Folks I had the Bytec power supply burn out two drives. The first time I assumed drive failure.... the second drive had me drag out the voltmeter and found it was pouring over 18 volts into the two drives. One was a IDE and the other a SATA. Luck for me they were small drives....an 80 gig and a 120 gig. Into the dumpster the whole mess went. Oh and the dealer who sold the thing to me said about half of them had irregular voltage but he hadn't heard of one that high.
And I have read several references to two other almost identical units by other companies that do destroy SATA drives.
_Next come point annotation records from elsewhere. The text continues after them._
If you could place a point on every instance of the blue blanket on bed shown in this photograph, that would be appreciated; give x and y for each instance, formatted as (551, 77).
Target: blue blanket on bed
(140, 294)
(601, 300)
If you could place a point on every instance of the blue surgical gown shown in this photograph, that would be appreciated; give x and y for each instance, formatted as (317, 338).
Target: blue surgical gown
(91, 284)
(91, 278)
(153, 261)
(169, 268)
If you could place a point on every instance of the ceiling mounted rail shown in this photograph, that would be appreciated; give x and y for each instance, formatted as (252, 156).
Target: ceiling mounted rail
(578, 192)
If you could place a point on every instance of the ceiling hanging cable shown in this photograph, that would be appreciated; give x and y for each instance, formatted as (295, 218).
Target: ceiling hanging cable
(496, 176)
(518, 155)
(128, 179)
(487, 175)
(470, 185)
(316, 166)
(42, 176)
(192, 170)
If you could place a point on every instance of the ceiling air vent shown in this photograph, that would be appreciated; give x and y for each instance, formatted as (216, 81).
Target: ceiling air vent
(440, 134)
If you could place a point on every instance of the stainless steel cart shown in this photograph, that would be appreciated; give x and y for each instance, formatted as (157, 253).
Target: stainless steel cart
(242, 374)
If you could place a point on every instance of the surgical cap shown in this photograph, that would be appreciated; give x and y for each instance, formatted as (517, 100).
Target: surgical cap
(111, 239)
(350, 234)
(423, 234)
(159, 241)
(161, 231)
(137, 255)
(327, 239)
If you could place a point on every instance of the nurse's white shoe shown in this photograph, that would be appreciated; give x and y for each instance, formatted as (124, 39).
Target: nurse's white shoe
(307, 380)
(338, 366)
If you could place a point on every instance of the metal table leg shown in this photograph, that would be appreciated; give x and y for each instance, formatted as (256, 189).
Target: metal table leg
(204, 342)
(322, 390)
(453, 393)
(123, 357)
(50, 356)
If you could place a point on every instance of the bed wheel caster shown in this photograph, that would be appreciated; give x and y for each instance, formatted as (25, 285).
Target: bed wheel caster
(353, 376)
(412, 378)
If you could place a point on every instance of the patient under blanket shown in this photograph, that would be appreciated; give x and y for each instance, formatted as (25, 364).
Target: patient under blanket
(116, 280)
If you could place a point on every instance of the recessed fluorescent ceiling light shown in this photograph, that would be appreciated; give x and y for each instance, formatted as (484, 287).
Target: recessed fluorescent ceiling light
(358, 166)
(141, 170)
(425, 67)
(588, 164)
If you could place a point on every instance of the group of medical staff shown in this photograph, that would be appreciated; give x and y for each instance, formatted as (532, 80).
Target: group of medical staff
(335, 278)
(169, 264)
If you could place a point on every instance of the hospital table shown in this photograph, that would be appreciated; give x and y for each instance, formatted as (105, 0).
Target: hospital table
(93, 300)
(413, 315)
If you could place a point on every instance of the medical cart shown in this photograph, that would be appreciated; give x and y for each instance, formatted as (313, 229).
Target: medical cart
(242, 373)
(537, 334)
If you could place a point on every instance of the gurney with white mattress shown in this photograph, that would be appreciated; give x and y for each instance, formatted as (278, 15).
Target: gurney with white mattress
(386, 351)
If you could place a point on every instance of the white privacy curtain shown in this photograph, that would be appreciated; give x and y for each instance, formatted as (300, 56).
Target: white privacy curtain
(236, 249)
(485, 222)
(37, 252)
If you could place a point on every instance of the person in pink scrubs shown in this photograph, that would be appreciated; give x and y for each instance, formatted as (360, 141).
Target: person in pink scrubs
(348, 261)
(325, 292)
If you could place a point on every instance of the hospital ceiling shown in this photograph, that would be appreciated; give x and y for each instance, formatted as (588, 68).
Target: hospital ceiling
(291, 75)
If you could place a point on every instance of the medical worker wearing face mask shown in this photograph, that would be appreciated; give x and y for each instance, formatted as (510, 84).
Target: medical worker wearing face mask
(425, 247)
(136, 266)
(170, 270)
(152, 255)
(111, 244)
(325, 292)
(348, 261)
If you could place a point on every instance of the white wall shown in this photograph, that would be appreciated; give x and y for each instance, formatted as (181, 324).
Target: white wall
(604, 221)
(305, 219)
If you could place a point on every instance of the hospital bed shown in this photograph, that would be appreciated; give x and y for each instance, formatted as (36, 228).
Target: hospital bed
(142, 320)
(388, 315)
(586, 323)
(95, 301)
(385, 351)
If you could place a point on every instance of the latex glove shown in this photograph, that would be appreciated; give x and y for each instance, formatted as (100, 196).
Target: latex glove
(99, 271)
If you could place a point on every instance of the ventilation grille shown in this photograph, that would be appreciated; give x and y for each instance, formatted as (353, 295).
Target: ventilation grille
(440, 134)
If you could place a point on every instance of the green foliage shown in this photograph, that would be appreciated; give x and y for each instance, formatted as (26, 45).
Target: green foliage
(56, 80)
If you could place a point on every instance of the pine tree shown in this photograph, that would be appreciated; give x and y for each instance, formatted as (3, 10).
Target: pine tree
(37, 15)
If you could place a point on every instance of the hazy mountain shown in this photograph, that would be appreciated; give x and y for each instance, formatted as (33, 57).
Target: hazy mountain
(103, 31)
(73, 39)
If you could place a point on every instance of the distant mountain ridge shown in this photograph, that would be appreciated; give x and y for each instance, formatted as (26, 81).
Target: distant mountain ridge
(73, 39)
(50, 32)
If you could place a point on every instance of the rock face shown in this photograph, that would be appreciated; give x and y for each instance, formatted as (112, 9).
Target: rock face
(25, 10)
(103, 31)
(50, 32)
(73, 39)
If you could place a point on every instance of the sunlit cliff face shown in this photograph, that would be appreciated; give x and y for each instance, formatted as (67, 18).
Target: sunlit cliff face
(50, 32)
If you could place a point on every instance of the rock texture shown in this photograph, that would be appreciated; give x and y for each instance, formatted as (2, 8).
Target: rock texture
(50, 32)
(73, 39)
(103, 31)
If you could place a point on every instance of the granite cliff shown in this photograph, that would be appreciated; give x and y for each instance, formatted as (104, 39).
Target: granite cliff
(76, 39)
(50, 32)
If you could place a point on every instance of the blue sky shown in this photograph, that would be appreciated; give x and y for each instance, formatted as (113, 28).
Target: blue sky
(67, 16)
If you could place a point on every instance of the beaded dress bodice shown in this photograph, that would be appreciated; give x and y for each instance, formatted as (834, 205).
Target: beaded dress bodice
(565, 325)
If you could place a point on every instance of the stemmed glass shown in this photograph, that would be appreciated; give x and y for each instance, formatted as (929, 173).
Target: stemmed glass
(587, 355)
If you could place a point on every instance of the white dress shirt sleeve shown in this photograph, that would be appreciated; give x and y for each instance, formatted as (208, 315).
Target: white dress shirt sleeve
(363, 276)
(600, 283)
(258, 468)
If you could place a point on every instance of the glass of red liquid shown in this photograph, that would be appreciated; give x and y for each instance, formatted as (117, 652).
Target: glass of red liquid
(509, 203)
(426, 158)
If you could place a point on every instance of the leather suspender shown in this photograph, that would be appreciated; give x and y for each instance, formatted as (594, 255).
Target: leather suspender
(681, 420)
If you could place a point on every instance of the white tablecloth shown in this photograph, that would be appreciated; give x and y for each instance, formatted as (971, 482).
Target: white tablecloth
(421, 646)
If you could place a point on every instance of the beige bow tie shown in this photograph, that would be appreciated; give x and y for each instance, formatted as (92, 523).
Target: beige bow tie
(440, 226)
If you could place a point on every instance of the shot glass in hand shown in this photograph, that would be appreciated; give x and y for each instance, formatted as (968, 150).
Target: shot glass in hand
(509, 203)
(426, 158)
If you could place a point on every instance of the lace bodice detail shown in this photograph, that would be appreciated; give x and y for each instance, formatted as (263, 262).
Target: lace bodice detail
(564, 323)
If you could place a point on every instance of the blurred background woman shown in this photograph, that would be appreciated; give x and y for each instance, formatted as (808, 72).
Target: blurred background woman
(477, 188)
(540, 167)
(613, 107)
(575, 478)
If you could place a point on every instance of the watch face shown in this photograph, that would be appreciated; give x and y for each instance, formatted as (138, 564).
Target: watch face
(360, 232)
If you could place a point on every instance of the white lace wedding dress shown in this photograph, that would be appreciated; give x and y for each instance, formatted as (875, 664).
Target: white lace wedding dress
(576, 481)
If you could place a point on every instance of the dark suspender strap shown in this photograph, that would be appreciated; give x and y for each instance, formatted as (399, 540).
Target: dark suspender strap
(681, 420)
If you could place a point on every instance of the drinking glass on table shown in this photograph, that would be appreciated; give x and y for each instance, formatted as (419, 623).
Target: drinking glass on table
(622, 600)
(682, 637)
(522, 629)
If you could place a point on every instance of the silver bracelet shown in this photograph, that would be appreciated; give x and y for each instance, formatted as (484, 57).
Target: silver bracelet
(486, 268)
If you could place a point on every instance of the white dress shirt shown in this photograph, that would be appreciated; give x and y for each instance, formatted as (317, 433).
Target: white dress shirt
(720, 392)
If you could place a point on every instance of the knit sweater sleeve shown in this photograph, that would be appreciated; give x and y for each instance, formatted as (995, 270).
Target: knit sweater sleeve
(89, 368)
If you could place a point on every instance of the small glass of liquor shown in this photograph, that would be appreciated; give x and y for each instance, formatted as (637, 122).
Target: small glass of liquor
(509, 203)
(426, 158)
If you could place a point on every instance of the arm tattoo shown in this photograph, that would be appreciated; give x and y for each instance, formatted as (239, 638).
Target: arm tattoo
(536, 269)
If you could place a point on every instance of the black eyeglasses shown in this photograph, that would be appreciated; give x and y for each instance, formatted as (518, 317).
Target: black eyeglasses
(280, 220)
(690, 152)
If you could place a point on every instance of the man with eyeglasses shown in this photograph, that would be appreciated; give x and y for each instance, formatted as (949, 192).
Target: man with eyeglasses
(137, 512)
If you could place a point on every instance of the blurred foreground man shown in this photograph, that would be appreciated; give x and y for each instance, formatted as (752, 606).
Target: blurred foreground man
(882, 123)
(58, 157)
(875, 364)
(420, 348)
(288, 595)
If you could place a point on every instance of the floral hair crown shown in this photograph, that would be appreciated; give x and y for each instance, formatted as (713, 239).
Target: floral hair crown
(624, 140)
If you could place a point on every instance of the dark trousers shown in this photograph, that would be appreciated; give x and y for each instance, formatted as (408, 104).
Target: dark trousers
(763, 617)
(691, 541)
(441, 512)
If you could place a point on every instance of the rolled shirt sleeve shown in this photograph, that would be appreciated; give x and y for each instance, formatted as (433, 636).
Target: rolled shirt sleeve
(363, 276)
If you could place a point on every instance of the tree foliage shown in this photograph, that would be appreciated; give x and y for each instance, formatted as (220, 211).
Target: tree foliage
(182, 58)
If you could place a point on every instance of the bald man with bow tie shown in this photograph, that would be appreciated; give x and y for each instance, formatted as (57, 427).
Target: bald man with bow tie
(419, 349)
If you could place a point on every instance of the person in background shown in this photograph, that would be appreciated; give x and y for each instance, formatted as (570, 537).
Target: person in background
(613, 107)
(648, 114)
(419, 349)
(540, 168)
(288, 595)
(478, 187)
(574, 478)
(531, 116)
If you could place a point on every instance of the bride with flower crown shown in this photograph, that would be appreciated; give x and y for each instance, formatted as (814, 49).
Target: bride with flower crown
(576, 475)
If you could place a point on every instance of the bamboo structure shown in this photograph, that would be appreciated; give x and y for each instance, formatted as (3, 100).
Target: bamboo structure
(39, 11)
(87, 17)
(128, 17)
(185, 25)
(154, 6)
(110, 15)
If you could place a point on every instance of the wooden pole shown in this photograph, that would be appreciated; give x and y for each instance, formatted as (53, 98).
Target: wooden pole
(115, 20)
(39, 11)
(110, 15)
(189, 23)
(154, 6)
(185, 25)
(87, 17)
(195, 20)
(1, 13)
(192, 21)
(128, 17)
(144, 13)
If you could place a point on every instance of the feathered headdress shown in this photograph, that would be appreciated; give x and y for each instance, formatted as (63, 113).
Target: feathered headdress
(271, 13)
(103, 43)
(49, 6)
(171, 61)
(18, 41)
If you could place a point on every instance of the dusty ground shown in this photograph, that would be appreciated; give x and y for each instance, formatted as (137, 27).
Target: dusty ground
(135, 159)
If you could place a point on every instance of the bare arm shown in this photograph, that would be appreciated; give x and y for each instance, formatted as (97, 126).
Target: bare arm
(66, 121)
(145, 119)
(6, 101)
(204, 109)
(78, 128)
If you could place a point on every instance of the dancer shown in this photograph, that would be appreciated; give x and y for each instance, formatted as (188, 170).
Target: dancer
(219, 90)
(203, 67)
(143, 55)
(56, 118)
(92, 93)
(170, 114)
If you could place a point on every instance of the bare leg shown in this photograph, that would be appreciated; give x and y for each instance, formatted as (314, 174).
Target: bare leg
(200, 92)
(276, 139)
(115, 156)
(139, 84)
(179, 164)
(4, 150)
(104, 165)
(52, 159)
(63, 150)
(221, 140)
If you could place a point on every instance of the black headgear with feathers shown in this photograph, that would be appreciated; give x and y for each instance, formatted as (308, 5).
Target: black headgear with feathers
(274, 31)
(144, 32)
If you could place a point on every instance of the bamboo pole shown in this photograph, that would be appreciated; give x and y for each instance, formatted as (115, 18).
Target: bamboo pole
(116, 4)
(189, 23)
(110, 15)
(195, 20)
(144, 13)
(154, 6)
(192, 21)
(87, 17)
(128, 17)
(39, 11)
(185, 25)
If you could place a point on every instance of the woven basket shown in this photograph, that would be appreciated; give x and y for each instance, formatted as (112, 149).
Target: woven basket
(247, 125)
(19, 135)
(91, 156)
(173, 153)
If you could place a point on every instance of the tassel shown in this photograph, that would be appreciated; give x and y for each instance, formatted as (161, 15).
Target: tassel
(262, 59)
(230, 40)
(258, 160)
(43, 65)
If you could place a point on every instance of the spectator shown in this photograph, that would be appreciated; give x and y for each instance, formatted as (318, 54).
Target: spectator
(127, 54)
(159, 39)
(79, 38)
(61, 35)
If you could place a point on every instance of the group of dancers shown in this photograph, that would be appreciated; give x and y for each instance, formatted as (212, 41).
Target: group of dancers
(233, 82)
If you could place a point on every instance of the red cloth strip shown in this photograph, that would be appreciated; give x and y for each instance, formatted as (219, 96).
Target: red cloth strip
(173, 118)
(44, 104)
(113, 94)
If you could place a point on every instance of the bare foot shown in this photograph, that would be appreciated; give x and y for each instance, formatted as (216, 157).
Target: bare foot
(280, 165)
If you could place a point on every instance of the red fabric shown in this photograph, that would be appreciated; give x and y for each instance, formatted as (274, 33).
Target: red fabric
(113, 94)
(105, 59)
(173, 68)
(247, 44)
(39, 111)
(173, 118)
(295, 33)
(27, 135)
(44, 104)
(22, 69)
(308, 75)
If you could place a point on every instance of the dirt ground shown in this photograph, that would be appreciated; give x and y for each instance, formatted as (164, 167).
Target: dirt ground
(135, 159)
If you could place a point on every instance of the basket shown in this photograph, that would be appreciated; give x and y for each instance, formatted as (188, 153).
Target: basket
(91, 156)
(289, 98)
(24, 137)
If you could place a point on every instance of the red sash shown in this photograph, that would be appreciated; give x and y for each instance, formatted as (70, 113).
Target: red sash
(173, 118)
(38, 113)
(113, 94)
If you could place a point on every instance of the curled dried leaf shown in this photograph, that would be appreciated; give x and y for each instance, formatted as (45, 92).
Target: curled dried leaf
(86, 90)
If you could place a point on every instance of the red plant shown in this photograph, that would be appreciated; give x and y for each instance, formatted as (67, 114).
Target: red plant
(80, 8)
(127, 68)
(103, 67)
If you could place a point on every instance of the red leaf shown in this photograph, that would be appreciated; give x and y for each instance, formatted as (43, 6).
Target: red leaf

retiredlawman said: Folks I had the Bytec power supply burn out two drives. The first time I assumed drive failure.... the second drive had me drag out the voltmeter and found it was pouring over 18 volts into the two drives. One was a IDE and the other a SATA. Luck for me they were small drives....an 80 gig and a 120 gig. Into the dumpster the whole mess went. Oh and the dealer who sold the thing to me said about half of them had irregular voltage but he hadn't heard of one that high.
And I have read several references to two other almost identical units by other companies that do destroy SATA drives.
Pros: As one of the buyer wrote: If you want to risk frying your drive, buy this. But this comment is actually not precise it doesn't fry it smokes. At least in my case - although I when I saw a smoke. I unplug it immediately. The cute thing is it works one or twice smoked brand new and tested SATA HDD work again burned another brand new HDD ect. If you like an adapter that sometimes works and sometimes smokes - this is the perfect choice Cons: After testing the unit I bought, I can verify to other numerous buyers accounts of frying the HDDs. In my case these were brand new 160 Samsung SATA 3.5' drives (different models) previously tested.I burned only 2 HDD and I will stop here as I don't want to have my HDD RMA package heavy. Additionally the soldiering on circuit board is of very low quality. Prior to purchase I send to Bytecc inquiry about the product. I have never received any reply.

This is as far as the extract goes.